A rigorous science of behavior makes a different sort of remote consequence effective when it leads us to recognize survival as a criterion in evaluating a controlling practice. We have seen that happiness, justice, knowledge, and so on are not far removed from certain immediate consequences which reinforce the individual in selecting one culture or one practice against another. But just as the immediate advantage gained through punishment is eventually matched by later disadvantages, these immediate consequences of a cultural practice may be followed by others of a different sort. A scientific analysis may lead us to resist the more immediate blandishments of freedom, justice, knowledge, or happiness in considering the long-run consequence of survival.
Perhaps the greatest contribution which a science of behavior may make to the evaluation of cultural practices is an insistence upon experimentation. We have no reason to suppose that any cultural practice is always right or wrong according to some principle or value regardless of the circumstances or that anyone can at any given time make an absolute evaluation of its survival value. So long as this is recognized, we are less likely to seize upon the hard and fast answer as an escape from indecision, and we are more likely to continue to modify cultural design in order to test the consequences.

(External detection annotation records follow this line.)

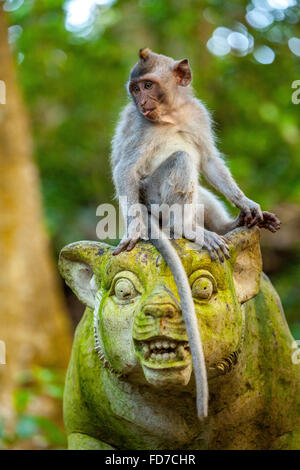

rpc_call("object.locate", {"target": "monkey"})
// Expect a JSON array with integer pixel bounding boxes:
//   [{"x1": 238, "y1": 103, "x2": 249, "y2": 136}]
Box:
[{"x1": 111, "y1": 48, "x2": 280, "y2": 419}]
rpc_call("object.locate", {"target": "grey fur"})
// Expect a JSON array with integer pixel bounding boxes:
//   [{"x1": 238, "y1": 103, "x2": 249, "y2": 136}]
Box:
[{"x1": 111, "y1": 50, "x2": 261, "y2": 418}]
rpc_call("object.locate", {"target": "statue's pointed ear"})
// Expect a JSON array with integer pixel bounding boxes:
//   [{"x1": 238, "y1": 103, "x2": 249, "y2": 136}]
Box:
[
  {"x1": 226, "y1": 227, "x2": 262, "y2": 303},
  {"x1": 58, "y1": 241, "x2": 113, "y2": 308}
]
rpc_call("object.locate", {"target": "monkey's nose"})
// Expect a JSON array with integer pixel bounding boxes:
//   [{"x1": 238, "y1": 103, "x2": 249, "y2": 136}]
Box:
[{"x1": 143, "y1": 303, "x2": 178, "y2": 318}]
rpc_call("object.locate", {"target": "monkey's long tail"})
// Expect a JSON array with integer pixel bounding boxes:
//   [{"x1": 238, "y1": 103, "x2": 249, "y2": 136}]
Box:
[{"x1": 150, "y1": 221, "x2": 208, "y2": 419}]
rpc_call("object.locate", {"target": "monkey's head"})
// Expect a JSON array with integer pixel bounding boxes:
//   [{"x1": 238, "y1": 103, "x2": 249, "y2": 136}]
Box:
[
  {"x1": 128, "y1": 48, "x2": 192, "y2": 122},
  {"x1": 60, "y1": 228, "x2": 261, "y2": 391}
]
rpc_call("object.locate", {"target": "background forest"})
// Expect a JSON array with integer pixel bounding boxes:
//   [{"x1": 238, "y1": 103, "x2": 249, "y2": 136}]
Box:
[{"x1": 0, "y1": 0, "x2": 300, "y2": 448}]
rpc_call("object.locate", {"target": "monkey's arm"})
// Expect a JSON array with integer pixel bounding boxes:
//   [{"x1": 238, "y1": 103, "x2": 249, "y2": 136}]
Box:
[{"x1": 201, "y1": 149, "x2": 263, "y2": 227}]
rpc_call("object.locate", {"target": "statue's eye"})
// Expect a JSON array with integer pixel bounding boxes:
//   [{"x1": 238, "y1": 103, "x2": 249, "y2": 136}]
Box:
[
  {"x1": 114, "y1": 278, "x2": 138, "y2": 300},
  {"x1": 192, "y1": 277, "x2": 214, "y2": 300}
]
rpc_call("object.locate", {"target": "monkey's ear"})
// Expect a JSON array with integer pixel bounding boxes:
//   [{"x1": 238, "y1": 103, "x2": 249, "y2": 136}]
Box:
[
  {"x1": 139, "y1": 47, "x2": 151, "y2": 61},
  {"x1": 226, "y1": 227, "x2": 262, "y2": 303},
  {"x1": 58, "y1": 241, "x2": 113, "y2": 308},
  {"x1": 173, "y1": 59, "x2": 192, "y2": 86}
]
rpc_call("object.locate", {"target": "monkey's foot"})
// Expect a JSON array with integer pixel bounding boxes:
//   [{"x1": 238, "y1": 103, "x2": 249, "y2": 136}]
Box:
[
  {"x1": 238, "y1": 199, "x2": 263, "y2": 228},
  {"x1": 258, "y1": 212, "x2": 281, "y2": 233},
  {"x1": 203, "y1": 230, "x2": 230, "y2": 263}
]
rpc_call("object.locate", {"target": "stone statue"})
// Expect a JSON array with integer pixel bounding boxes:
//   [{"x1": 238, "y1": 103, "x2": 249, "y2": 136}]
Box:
[{"x1": 59, "y1": 228, "x2": 300, "y2": 450}]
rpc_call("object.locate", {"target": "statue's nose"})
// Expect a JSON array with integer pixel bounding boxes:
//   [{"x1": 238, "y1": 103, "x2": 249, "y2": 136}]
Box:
[{"x1": 143, "y1": 303, "x2": 179, "y2": 318}]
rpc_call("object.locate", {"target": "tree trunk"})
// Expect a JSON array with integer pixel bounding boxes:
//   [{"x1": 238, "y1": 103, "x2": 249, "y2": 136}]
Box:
[{"x1": 0, "y1": 6, "x2": 71, "y2": 426}]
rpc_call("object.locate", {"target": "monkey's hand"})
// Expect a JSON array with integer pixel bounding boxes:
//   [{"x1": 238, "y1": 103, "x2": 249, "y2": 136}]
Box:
[
  {"x1": 237, "y1": 198, "x2": 264, "y2": 228},
  {"x1": 113, "y1": 218, "x2": 147, "y2": 255},
  {"x1": 203, "y1": 230, "x2": 230, "y2": 263},
  {"x1": 258, "y1": 212, "x2": 281, "y2": 233}
]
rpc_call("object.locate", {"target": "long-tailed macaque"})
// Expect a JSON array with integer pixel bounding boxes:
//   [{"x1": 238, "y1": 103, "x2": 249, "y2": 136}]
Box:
[{"x1": 111, "y1": 49, "x2": 280, "y2": 417}]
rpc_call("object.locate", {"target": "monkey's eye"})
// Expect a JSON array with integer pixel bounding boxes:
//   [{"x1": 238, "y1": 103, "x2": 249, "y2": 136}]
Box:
[
  {"x1": 192, "y1": 277, "x2": 214, "y2": 300},
  {"x1": 114, "y1": 278, "x2": 138, "y2": 301}
]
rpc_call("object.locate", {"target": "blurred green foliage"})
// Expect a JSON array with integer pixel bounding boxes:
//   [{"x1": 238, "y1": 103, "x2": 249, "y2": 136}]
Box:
[
  {"x1": 6, "y1": 0, "x2": 300, "y2": 330},
  {"x1": 0, "y1": 367, "x2": 67, "y2": 449}
]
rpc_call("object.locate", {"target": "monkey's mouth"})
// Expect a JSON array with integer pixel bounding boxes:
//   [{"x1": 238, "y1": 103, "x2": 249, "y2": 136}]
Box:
[
  {"x1": 142, "y1": 108, "x2": 155, "y2": 117},
  {"x1": 135, "y1": 336, "x2": 191, "y2": 369}
]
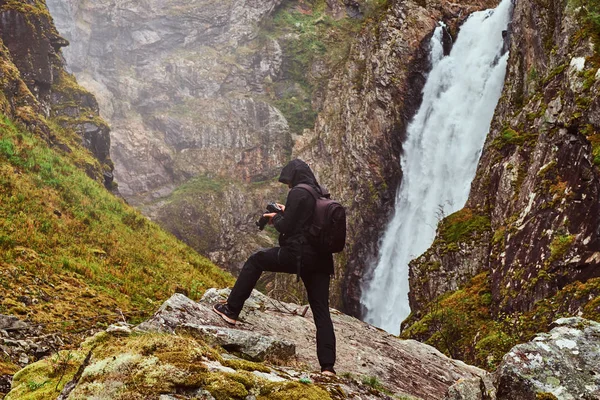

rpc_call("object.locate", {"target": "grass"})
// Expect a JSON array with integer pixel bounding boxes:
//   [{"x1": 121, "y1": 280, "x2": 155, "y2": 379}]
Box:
[
  {"x1": 0, "y1": 115, "x2": 232, "y2": 340},
  {"x1": 261, "y1": 0, "x2": 366, "y2": 134},
  {"x1": 438, "y1": 208, "x2": 490, "y2": 245},
  {"x1": 7, "y1": 333, "x2": 330, "y2": 400}
]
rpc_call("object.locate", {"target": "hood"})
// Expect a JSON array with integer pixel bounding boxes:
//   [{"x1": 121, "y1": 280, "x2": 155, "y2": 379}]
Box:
[{"x1": 279, "y1": 158, "x2": 319, "y2": 189}]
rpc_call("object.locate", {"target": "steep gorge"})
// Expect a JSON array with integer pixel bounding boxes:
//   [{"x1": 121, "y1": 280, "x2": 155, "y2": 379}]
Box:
[
  {"x1": 403, "y1": 1, "x2": 600, "y2": 367},
  {"x1": 44, "y1": 1, "x2": 500, "y2": 315}
]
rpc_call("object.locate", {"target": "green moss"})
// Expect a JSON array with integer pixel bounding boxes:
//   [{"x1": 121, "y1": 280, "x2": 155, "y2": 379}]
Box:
[
  {"x1": 582, "y1": 124, "x2": 600, "y2": 166},
  {"x1": 0, "y1": 116, "x2": 232, "y2": 338},
  {"x1": 223, "y1": 360, "x2": 271, "y2": 373},
  {"x1": 548, "y1": 235, "x2": 575, "y2": 263},
  {"x1": 571, "y1": 0, "x2": 600, "y2": 53},
  {"x1": 492, "y1": 127, "x2": 537, "y2": 150},
  {"x1": 535, "y1": 392, "x2": 558, "y2": 400},
  {"x1": 257, "y1": 382, "x2": 331, "y2": 400},
  {"x1": 543, "y1": 63, "x2": 569, "y2": 85},
  {"x1": 5, "y1": 351, "x2": 85, "y2": 400},
  {"x1": 438, "y1": 208, "x2": 490, "y2": 245}
]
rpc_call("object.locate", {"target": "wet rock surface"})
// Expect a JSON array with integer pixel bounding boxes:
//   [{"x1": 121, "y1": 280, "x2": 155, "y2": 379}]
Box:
[
  {"x1": 7, "y1": 289, "x2": 487, "y2": 400},
  {"x1": 496, "y1": 317, "x2": 600, "y2": 400},
  {"x1": 141, "y1": 289, "x2": 486, "y2": 399},
  {"x1": 406, "y1": 2, "x2": 600, "y2": 365},
  {"x1": 0, "y1": 0, "x2": 113, "y2": 189}
]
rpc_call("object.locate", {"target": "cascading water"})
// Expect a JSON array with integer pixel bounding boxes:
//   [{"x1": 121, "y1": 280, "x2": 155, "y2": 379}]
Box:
[{"x1": 361, "y1": 0, "x2": 512, "y2": 334}]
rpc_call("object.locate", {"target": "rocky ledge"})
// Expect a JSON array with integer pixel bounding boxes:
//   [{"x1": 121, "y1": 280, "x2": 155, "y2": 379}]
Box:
[
  {"x1": 6, "y1": 289, "x2": 600, "y2": 400},
  {"x1": 2, "y1": 289, "x2": 489, "y2": 400}
]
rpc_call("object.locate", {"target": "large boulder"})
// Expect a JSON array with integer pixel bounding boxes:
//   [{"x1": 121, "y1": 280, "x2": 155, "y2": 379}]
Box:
[
  {"x1": 135, "y1": 289, "x2": 487, "y2": 399},
  {"x1": 496, "y1": 317, "x2": 600, "y2": 400}
]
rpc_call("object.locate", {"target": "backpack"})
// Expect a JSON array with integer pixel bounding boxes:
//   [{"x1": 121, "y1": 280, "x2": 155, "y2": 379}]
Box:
[{"x1": 296, "y1": 183, "x2": 346, "y2": 253}]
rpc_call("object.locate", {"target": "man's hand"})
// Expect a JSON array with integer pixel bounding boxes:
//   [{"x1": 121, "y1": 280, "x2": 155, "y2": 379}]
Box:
[{"x1": 263, "y1": 213, "x2": 277, "y2": 225}]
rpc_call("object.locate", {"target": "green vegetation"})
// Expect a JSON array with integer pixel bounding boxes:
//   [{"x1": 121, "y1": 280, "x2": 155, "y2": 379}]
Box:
[
  {"x1": 401, "y1": 268, "x2": 600, "y2": 371},
  {"x1": 361, "y1": 376, "x2": 393, "y2": 396},
  {"x1": 492, "y1": 127, "x2": 537, "y2": 150},
  {"x1": 0, "y1": 116, "x2": 232, "y2": 333},
  {"x1": 401, "y1": 273, "x2": 516, "y2": 369},
  {"x1": 582, "y1": 124, "x2": 600, "y2": 166},
  {"x1": 571, "y1": 0, "x2": 600, "y2": 53},
  {"x1": 7, "y1": 332, "x2": 330, "y2": 400},
  {"x1": 548, "y1": 235, "x2": 575, "y2": 263},
  {"x1": 261, "y1": 0, "x2": 378, "y2": 134},
  {"x1": 436, "y1": 208, "x2": 491, "y2": 250}
]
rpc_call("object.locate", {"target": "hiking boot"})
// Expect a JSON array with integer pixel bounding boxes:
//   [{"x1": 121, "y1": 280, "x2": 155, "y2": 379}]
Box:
[{"x1": 213, "y1": 303, "x2": 238, "y2": 325}]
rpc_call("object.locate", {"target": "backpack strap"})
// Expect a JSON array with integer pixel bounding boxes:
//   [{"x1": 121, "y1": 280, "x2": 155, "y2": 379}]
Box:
[{"x1": 296, "y1": 183, "x2": 321, "y2": 200}]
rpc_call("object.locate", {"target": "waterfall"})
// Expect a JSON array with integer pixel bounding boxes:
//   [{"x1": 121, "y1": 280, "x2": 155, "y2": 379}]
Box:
[{"x1": 361, "y1": 0, "x2": 512, "y2": 334}]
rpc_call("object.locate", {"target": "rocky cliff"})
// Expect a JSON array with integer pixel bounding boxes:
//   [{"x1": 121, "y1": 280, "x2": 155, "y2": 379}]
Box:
[
  {"x1": 49, "y1": 0, "x2": 502, "y2": 315},
  {"x1": 294, "y1": 1, "x2": 496, "y2": 316},
  {"x1": 0, "y1": 0, "x2": 231, "y2": 397},
  {"x1": 7, "y1": 290, "x2": 489, "y2": 400},
  {"x1": 48, "y1": 0, "x2": 311, "y2": 269},
  {"x1": 404, "y1": 1, "x2": 600, "y2": 366},
  {"x1": 0, "y1": 0, "x2": 113, "y2": 188},
  {"x1": 7, "y1": 289, "x2": 600, "y2": 400}
]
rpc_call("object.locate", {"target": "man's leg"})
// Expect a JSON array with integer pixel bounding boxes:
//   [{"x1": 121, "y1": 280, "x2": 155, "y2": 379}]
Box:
[
  {"x1": 302, "y1": 273, "x2": 335, "y2": 372},
  {"x1": 227, "y1": 247, "x2": 296, "y2": 315}
]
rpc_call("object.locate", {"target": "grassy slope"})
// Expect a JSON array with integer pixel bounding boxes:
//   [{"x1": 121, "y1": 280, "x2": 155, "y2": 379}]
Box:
[{"x1": 0, "y1": 115, "x2": 231, "y2": 331}]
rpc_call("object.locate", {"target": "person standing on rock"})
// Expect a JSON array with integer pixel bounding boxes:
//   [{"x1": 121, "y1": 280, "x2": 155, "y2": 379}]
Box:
[{"x1": 213, "y1": 159, "x2": 336, "y2": 375}]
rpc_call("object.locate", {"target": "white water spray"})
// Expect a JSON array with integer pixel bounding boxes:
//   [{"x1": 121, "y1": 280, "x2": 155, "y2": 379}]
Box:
[{"x1": 361, "y1": 0, "x2": 512, "y2": 334}]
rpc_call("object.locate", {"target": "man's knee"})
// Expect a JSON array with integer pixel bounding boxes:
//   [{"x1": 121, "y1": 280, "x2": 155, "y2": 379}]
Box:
[{"x1": 244, "y1": 250, "x2": 264, "y2": 272}]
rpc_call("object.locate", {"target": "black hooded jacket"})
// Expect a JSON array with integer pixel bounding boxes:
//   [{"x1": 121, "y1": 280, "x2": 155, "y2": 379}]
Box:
[{"x1": 273, "y1": 159, "x2": 333, "y2": 274}]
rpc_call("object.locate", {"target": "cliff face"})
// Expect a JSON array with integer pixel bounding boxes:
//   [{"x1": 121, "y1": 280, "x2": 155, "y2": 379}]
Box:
[
  {"x1": 48, "y1": 0, "x2": 358, "y2": 270},
  {"x1": 405, "y1": 1, "x2": 600, "y2": 365},
  {"x1": 294, "y1": 1, "x2": 495, "y2": 316},
  {"x1": 44, "y1": 0, "x2": 502, "y2": 306},
  {"x1": 0, "y1": 0, "x2": 113, "y2": 188},
  {"x1": 0, "y1": 0, "x2": 232, "y2": 398}
]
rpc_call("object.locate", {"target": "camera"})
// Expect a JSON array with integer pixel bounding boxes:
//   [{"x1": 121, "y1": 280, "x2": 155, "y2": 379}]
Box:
[{"x1": 256, "y1": 203, "x2": 283, "y2": 231}]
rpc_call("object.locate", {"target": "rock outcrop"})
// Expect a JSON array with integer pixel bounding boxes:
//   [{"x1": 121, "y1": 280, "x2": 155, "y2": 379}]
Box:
[
  {"x1": 7, "y1": 289, "x2": 489, "y2": 400},
  {"x1": 496, "y1": 317, "x2": 600, "y2": 400},
  {"x1": 48, "y1": 0, "x2": 291, "y2": 269},
  {"x1": 48, "y1": 0, "x2": 500, "y2": 306},
  {"x1": 405, "y1": 2, "x2": 600, "y2": 367},
  {"x1": 0, "y1": 0, "x2": 113, "y2": 189}
]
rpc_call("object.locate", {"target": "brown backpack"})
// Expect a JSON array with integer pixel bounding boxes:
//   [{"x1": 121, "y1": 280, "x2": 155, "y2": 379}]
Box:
[{"x1": 297, "y1": 183, "x2": 346, "y2": 253}]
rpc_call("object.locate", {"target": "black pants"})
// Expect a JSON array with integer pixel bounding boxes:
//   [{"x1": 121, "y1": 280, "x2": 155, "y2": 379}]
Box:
[{"x1": 227, "y1": 247, "x2": 335, "y2": 368}]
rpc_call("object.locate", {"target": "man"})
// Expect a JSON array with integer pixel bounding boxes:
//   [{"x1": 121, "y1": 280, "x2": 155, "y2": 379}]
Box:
[{"x1": 213, "y1": 159, "x2": 335, "y2": 375}]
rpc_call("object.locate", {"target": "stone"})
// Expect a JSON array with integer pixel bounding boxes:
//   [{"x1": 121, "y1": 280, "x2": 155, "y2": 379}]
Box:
[
  {"x1": 106, "y1": 322, "x2": 133, "y2": 336},
  {"x1": 0, "y1": 314, "x2": 29, "y2": 332},
  {"x1": 444, "y1": 375, "x2": 496, "y2": 400},
  {"x1": 181, "y1": 324, "x2": 296, "y2": 361},
  {"x1": 496, "y1": 317, "x2": 600, "y2": 400}
]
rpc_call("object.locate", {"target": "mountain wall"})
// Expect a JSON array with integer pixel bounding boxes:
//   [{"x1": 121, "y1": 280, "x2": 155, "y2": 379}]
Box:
[
  {"x1": 294, "y1": 1, "x2": 495, "y2": 317},
  {"x1": 404, "y1": 1, "x2": 600, "y2": 366},
  {"x1": 0, "y1": 0, "x2": 113, "y2": 188},
  {"x1": 0, "y1": 0, "x2": 232, "y2": 398},
  {"x1": 48, "y1": 0, "x2": 494, "y2": 315}
]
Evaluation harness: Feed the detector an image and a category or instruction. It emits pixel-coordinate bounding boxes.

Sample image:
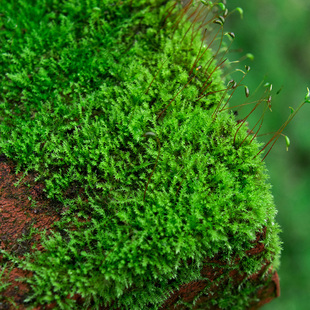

Science helps us in deciding between alternative courses of action by making past consequences effective in determining future conduct. Although no one course of action may be exclusively dictated by scientific experience, the existence of any scientific parallel, no matter how sketchy, will make it somewhat more likely that the more profitable of two courses will be taken. To those who are accustomed to evaluating a culture in terms of absolute principles, this may seem inadequate. But it appears to be the best we can do. The formalized experience of science, added to the practical experience of the individual in a complex set of circumstances, offers the best basis for effective action. What is left is not the realm of the value judgment; it is the realm of guessing. When we do not know, we guess. Science does not eliminate guessing, but by narrowing the field of alternative courses of action it helps us to guess more effectively.